Student or Learner
I am having a problem with the negative forms of "there isn't a..." and "there aren't any...". In which situation should we use the singular construction and in which situation should we use the plural construction? I
a) There isn't a TV in the house.
b) There aren't TVs in the house.
c) There aren't any TVs in the house.
What's the difference in meaning and context in which the above sentences are used?
d) Are there any chairs in room?
e) No, there aren't any chairs in the room.
f) No, there aren't chairs in the room.
g) No, there isn't a chair in the room.
I have read somewhere that a negative answer is "typically in the plural". Why is that? Is "any" necessary in the negative answer?
NOT A TEACHER
(1) Wow! You have asked a great question. I am a native speaker, but
I cannot answer it easily. Probably some learners can do a better job.
(2) All I can do (until more intelligent people answer you) is to offer
some ideas from two books that I checked:
The Grammar Book by Mesdames Celce-Murcia and Larsen-Freeman
and Practical English Usage by Mr. Michael Swan.
(3) I think that the best approach is to first understand the
affirmative sentences, not the negative ones.
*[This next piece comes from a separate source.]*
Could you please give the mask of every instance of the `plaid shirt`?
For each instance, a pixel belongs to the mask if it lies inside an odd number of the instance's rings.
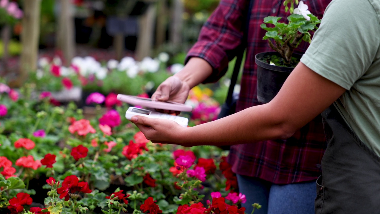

(4) Mr. Swan explains that we use some when we are thinking about
limited but indefinite numbers; we use no article when we are not thinking
of numbers at all.
(a) We've planted some roses. = a limited number; speaker does not
know how many.
(b) I like roses, = no idea of number.
(5) Now let's change those to the negative (these are only my words):
We have not planted any roses. (the negative of "some" is "any")
I do not like roses.
(5) Let's now discuss your sentences (REMEMBER: these are only my
ideas based on the information in (4).)
(a) There is a (= one) TV. There is not a TV. I think that this
sentence is pretty clear, don't you?
(b) There are TV's in the house. There aren't TV's in the house.
(Remember: This is similar to "I like roses" and "I don't like roses." In other
words, no idea of number.)
(c) There are some TV's; There aren't any TV's.
(Remember: This is similar to "We have planted some roses; We haven't
planted any roses." In other words, a limited number; speaker doesn't
know how many.)
(6) Now we're ready for your last four sentences. I am sure that you
can now analyze them for yourself. Right? The following "answers"
are only my opinion. Do you agree with my answers?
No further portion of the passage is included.